As of the Record Date, 12,001,409 shares of CLC common stock were outstanding.  As of February 7, 2017, the written consent delivered to the Company by FranVentures, LLC, representing 1,838,429 shares of CLC common stock as of the Record Date, or approximately 15.3% of the total number of shares of CLC common stock outstanding as of the Record Date, was the only written consent delivered to the Company in connection with Pappas’ consent solicitation.  No WHITE consent cards in favor of the Pappas Proposals were delivered to the Company.  Accordingly, the number of written consents delivered to the Company in connection with Pappas’ consent solicitation was insufficient to approve either of the Pappas Proposals.


Item 8.01  Other Events.


As described in Item 5.07 above, on February 8, 2017, the Company issued a press release announcing that the deadline for Pappas to deliver the requisite written consents in connection with Pappas’ consent solicitation had expired on February 7, 2017, and that the number of written consents delivered to the Company was insufficient to approve either of the Pappas Proposals.
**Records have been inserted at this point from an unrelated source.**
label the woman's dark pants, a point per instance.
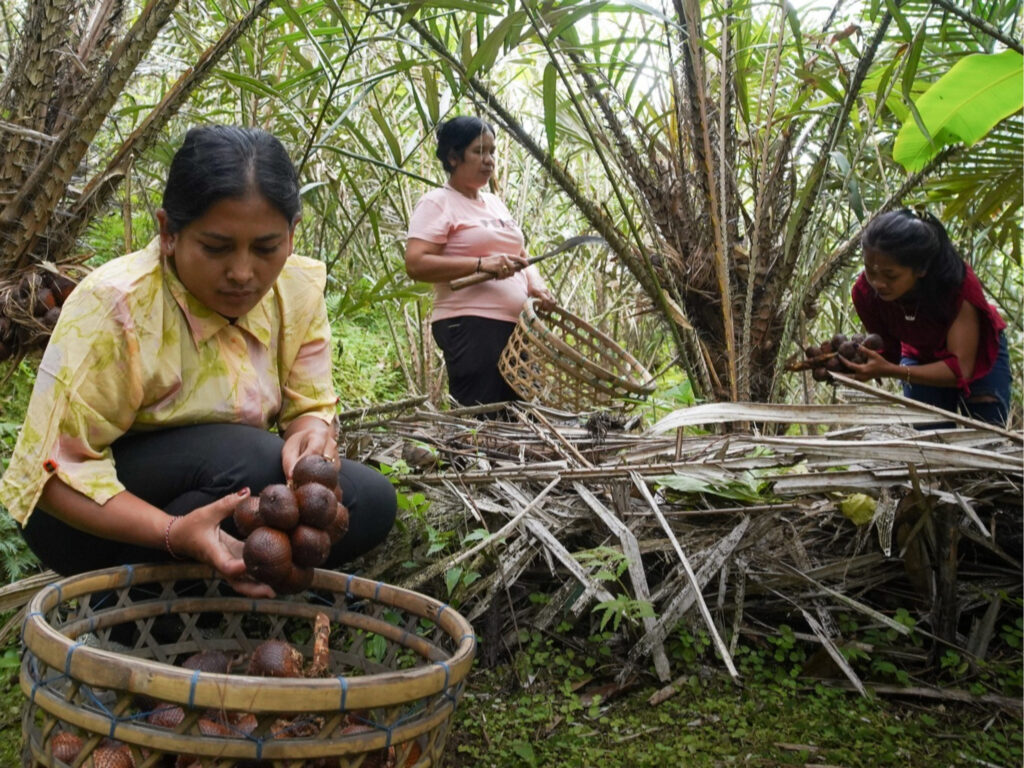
(184, 468)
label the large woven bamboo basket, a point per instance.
(397, 666)
(561, 360)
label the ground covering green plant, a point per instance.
(547, 710)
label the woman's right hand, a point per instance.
(503, 265)
(198, 536)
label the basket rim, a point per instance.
(105, 669)
(532, 325)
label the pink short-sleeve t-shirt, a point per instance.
(477, 228)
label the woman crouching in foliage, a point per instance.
(942, 338)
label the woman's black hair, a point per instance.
(921, 243)
(217, 162)
(456, 134)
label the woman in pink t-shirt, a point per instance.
(460, 229)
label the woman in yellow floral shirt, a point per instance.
(151, 415)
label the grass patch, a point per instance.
(712, 722)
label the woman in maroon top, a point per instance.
(942, 338)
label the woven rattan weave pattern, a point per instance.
(397, 666)
(560, 360)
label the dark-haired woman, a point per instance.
(942, 338)
(460, 229)
(151, 415)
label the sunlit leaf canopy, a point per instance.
(728, 152)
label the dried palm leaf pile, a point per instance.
(732, 518)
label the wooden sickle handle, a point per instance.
(471, 280)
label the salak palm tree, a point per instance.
(747, 148)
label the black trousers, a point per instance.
(472, 347)
(184, 468)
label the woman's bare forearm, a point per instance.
(125, 517)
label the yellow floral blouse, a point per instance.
(134, 350)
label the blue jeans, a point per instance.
(993, 385)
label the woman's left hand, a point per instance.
(544, 297)
(876, 367)
(305, 436)
(199, 536)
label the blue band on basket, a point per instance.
(344, 691)
(71, 650)
(192, 689)
(448, 672)
(25, 623)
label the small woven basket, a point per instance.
(562, 361)
(397, 663)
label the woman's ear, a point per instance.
(166, 238)
(291, 233)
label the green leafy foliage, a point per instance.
(963, 105)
A copy of the press release is furnished as Exhibit 99.1 to this Current Report on Form 8-K and is incorporated herein by reference.
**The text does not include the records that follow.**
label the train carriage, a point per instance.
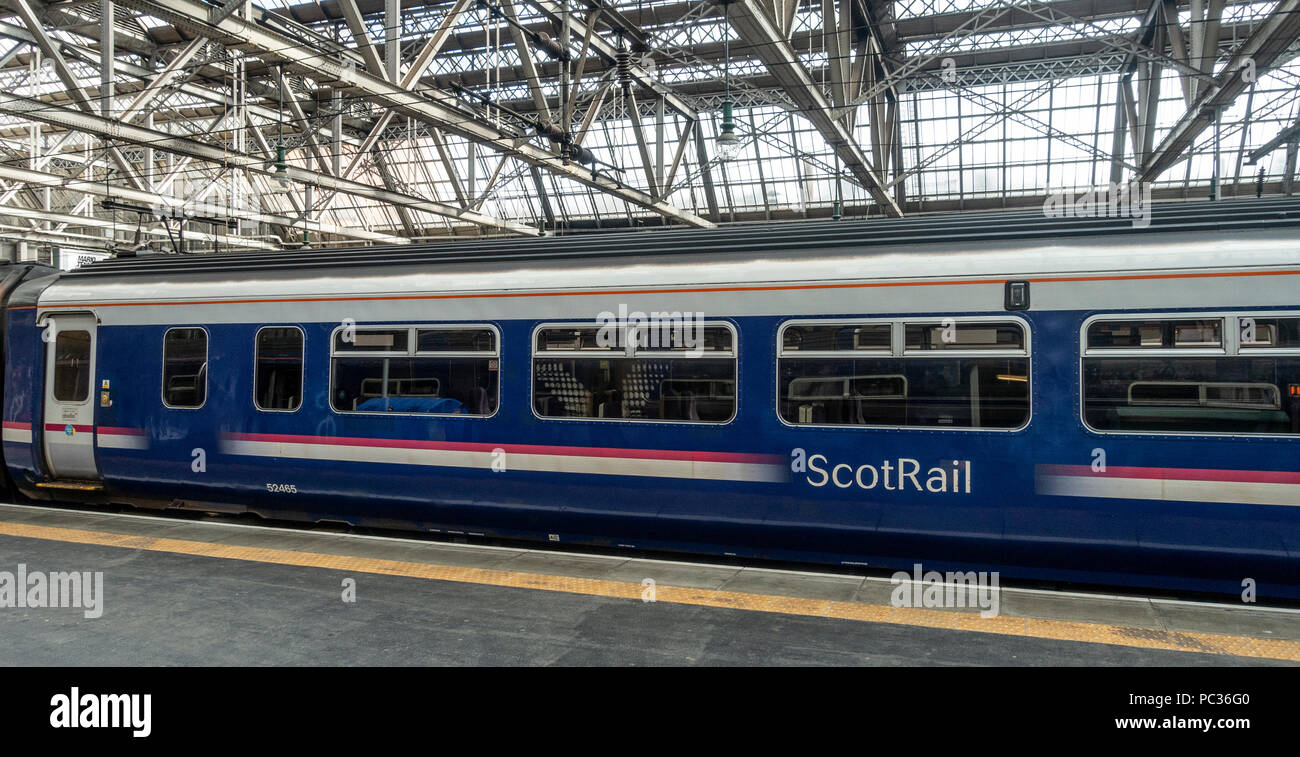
(1067, 399)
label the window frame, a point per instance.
(207, 362)
(898, 350)
(733, 354)
(90, 380)
(411, 351)
(302, 375)
(1231, 349)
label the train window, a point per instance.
(1235, 394)
(922, 388)
(429, 371)
(1253, 386)
(185, 367)
(72, 366)
(278, 372)
(963, 336)
(680, 372)
(1155, 334)
(836, 337)
(1262, 333)
(354, 340)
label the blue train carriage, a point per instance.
(1054, 399)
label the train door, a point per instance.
(69, 418)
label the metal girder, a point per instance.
(128, 68)
(605, 48)
(108, 129)
(99, 189)
(1286, 137)
(770, 44)
(362, 38)
(51, 51)
(429, 106)
(1257, 55)
(73, 220)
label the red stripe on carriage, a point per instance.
(1175, 474)
(697, 455)
(118, 431)
(64, 427)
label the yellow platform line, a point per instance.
(1032, 627)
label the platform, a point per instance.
(216, 592)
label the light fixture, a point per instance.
(282, 182)
(728, 146)
(281, 168)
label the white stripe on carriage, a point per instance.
(1169, 489)
(661, 468)
(17, 435)
(122, 441)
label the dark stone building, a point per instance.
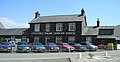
(60, 28)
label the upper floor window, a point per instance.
(71, 39)
(59, 26)
(37, 27)
(47, 27)
(106, 31)
(58, 39)
(72, 26)
(36, 38)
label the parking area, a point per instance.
(99, 56)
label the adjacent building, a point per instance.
(62, 28)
Item 9.01  Financial Statements and Exhibits.


(d) Exhibits


Exhibit No.

Description


99.1

Press release issued February 8, 2017.







 



SIGNATURE


Pursuant to the requirements of the Securities Exchange Act of 1934, the registrant has duly caused this report to be signed on its behalf by the undersigned, hereunto duly authorized.


Dated: February 9, 2017

 

         

CREATIVE LEARNING CORPORATION

 

 

  

 

 

 

 

By:  

/s/ Christian Miller

 

 

Name:  Christian Miller

 

 

Title:  Chief Financial Officer









 


EXHIBIT INDEX


Exhibit No.

Description


99.1

Press release issued February 8, 2017.